Remember when the rotation-wide brilliance made Gerrit Cole’s absence seem like an afterthought? And how the Yankees’ starters figured to be unstoppable once the reigning Cy Young winner returned from his spring-training elbow scare?
That narrative has been scrapped. After Gil stumbled again Tuesday — his night ended by two hit batters in the fifth inning and a monster two-run homer by No. 9 hitter Will Benson — the Yankees’ rotation is now 7-11 over the previous 23 starts, with a combined 5.77 ERA that ranks 29th in the majors during that span. The only club worse was the altitude-challenged Rockies (5.92).
On top of that, opposing hitters whacked them around at a .279 clip, the fourth-highest batting average surrendered by a starting staff, with a 1.50 WHIP that was the third-worst in MLB.
Obviously, there are ebbs and flows to a baseball season, and if this was how the Yankees began the year, especially without Cole, we wouldn’t have been completely stunned. The rotation had plenty of question marks.
But this sudden plunge has been so dramatic it seems to go beyond a simple regression to the mean. Before that June 7 line of demarcation, the Yankees’ rotation was among the very best in the majors, far outperforming expectations. The starters went 31-12 (.721) as the Yankees soared to 26 games over .500 (45-19). Their 2.80 ERA was second only to the Phillies (2.64) and 1.09 WHIP was tied for third. They limited opponents to a .206 batting average, which was the top mark in MLB.

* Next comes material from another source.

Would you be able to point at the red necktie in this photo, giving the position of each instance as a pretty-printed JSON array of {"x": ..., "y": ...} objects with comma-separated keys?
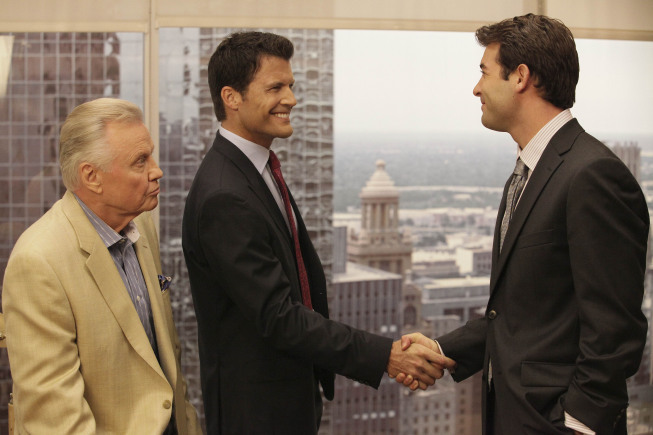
[{"x": 275, "y": 165}]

This Jekyll-Hyde transformation, coinciding with Cole’s anxiously-awaited return, is something else to monitor. And it’s unclear how long Gil will be allowed to continue if his recent skid is attributed to growing innings-fatigue.
“We’ll see,” manager Aaron Boone said afterward. “We’ll consider everything.”

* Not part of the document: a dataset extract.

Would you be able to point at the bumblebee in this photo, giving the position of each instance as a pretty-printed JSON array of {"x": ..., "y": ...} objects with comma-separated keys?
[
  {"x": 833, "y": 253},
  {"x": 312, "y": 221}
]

When I asked Boone before Tuesday’s game about the rotation’s tumble, he singled out each starter one-by-one, going through the list, and supplied a detail or two about their recent slip-ups.
“But I feel like with all those guys, there’s reason to believe that they should go out and perform,” Boone said. “It’s not like we’re hoping a guy that’s not any good has a good start. So there’s optimism there, but obviously we want to be more consistent, too.”

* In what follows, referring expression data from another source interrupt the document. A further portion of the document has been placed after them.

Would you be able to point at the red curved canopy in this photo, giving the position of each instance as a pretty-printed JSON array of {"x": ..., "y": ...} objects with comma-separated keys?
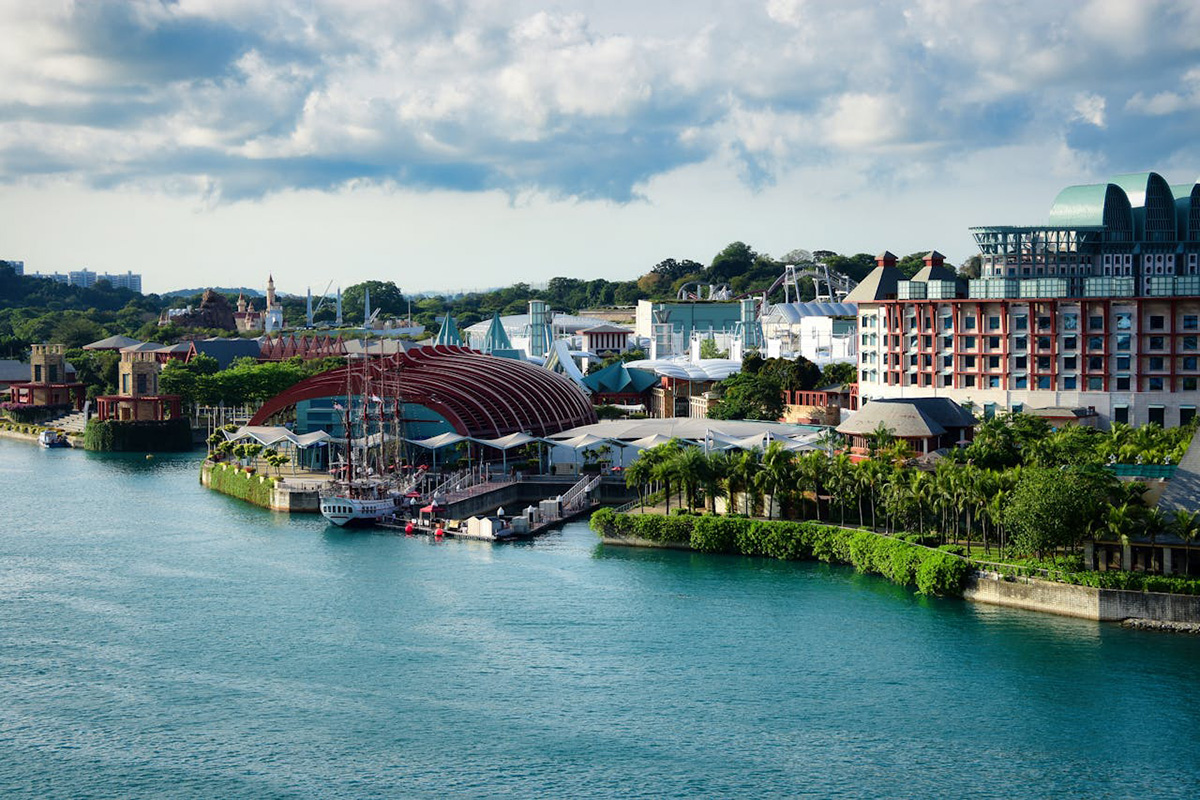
[{"x": 480, "y": 395}]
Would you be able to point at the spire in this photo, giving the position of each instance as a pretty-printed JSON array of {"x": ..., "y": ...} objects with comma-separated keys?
[
  {"x": 449, "y": 332},
  {"x": 496, "y": 338}
]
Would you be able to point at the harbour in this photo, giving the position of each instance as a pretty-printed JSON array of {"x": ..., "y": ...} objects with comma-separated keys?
[{"x": 204, "y": 647}]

The Yankees’ rotation was like clockwork through the first two months. Their starters lasted a minimum of four innings in 76 straight games, the longest streak in the AL since 2006, before Gil got raked for seven runs by the Orioles in 1 1⁄3 innings on June 20.
Gil had been the de facto ace during Cole’s rehab, but his supporting cast wasn’t so bad, either. Perhaps most encouraging was the rebound of Carlos Rodon, who finally had pitched up to his $162 million price tag (or at least closer to it). But Rodon’s renaissance didn’t last, and he’s 1-3 with a 9.15 ERA over his four starts during the Yankees’ nose-dive.
The Yankees did Rodon the favor of moving the goalposts after Thursday’s failure, praising him for surviving five innings despite the Blue Jays pummeling him for eight runs. That’s a non-competitive outing and now Rodon is getting dangerously close to erasing all the progress he made before this month-long pratfall.
“They put some really good swings on some fastballs that I didn’t execute,” Rodon said after Thursday’s flop. “It was not fun.”
And it’s also effectively put the brakes on the Yankees’ first-half surge. The only starter who gets a pass is Cole, who clearly is still in rebuild-mode coming back from his two-month rehab for elbow inflammation, but he won’t be able to carry the load by himself once at full strength.
As for in-house help, Schmidt probably won’t rejoin the rotation until September, so the current crew needs to figure things out — fast. And we don’t mean counting on Poteet, either.